One thing I’ve noticed over the years is that some parents are reluctant to set tough academic standards for their children with LD. They fear that setting the bar high will cause their kids to become overwhelmed and filled with anxiety.
In reality, that attitude does more harm than good. Their insecurity comes across as a lack of confidence in their child’s ability to do well in school. Truthfully, many students with LD want to be challenged!
Every day, students with LD are reminded that they learn differently. From the support they receive to the accommodations they’re given, the message is loud and clear: You don’t learn like everyone else, and because of that you need special treatment.
Support is highly beneficial, and even essential to a student with LD, but it can also mess with their self-confidence.
Parents have an opportunity to counter the message kids get at school.
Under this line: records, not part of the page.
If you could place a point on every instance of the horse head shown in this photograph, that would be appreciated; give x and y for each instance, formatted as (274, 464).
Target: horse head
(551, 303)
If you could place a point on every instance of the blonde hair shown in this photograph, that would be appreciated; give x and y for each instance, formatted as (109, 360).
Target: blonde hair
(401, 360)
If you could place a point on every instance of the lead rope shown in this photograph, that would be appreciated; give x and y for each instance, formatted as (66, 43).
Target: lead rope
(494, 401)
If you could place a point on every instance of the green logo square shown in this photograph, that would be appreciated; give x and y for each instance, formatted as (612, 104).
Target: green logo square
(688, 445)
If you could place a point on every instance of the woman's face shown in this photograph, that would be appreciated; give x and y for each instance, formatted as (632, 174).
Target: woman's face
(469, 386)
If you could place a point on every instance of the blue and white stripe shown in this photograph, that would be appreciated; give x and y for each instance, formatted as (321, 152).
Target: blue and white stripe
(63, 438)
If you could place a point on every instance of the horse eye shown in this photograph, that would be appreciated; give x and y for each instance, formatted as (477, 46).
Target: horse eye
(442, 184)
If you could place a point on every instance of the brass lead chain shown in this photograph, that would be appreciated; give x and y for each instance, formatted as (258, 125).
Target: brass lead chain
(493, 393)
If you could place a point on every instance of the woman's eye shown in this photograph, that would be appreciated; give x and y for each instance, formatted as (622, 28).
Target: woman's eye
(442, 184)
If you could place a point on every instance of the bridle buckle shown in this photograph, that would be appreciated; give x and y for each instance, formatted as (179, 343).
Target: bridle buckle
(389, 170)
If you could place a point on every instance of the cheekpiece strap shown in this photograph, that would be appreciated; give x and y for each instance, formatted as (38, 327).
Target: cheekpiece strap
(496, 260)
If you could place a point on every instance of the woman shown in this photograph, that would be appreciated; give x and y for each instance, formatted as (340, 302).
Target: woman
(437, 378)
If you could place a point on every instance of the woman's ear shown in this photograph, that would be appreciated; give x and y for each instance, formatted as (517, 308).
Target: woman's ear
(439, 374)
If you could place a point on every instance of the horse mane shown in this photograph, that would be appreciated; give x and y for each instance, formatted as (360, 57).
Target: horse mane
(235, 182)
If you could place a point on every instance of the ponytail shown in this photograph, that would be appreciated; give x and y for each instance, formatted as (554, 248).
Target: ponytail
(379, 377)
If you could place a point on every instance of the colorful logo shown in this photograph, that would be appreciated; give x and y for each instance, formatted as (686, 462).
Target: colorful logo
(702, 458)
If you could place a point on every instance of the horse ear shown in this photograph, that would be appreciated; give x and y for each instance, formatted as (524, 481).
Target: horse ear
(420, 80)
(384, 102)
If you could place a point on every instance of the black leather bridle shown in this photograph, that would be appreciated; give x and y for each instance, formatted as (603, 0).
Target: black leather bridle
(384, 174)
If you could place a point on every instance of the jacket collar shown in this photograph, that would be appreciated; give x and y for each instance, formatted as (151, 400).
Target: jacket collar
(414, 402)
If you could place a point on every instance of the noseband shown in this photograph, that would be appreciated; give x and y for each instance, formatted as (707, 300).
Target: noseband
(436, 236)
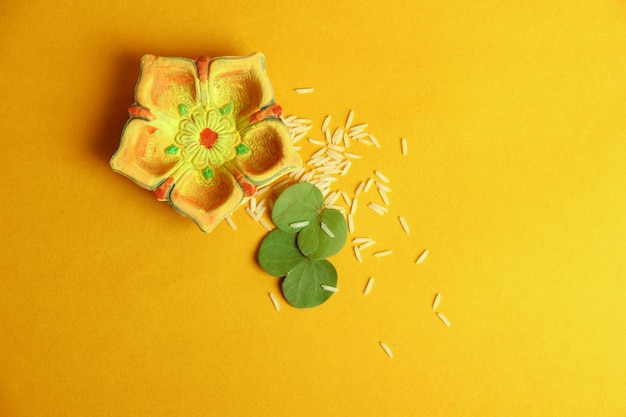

By maintaining high academic standards and holding their children accountable for their schoolwork, they telegraph their belief that their kids can achieve at levels equal to, if not better than their peers.
For students with LD, school is often not a safe zone. They may spend a large part of the day feeling out of place and discouraged. Home, on the other hand, is a safe haven. It’s an environment where the pressure is off, and they’re free to explore who they are and gain self-awareness along the way.
Parents should take advantage of that comfort level and push their child academically, helping her to gain confidence and develop the determination to succeed. With consistent encouragement and accountability, students will internalize the belief that they can meet any academic challenge that comes their way.
One important way for students with LD to bolster their feelings of self-worth is through hard work and a sense of accomplishment that comes from achieving good grades.
I learned that lesson early on, and it’s one I’ve never forgotten. When I was in fifth grade, one unit of my history class was dedicated to the Colonial Era. My father, a History major, helped me through this class, explaining topics I didn’t understand. But as a student with LD, tests were hard for me! On the first test my grade was 32%.
I was pretty disappointed and nervous about showing my father, even though I was sure he would tell me it was okay. Instead he responded with the most motivating words I have ever heard: “I don’t ever want to see a grade like that again.”
Harsh, yes for a 10-year-old, but empowering! I knew exactly what he meant: He had confidence in me, knowing full well I could do better. On the next exam I studied with determination and got a 100%! I couldn’t have been prouder to show him that grade!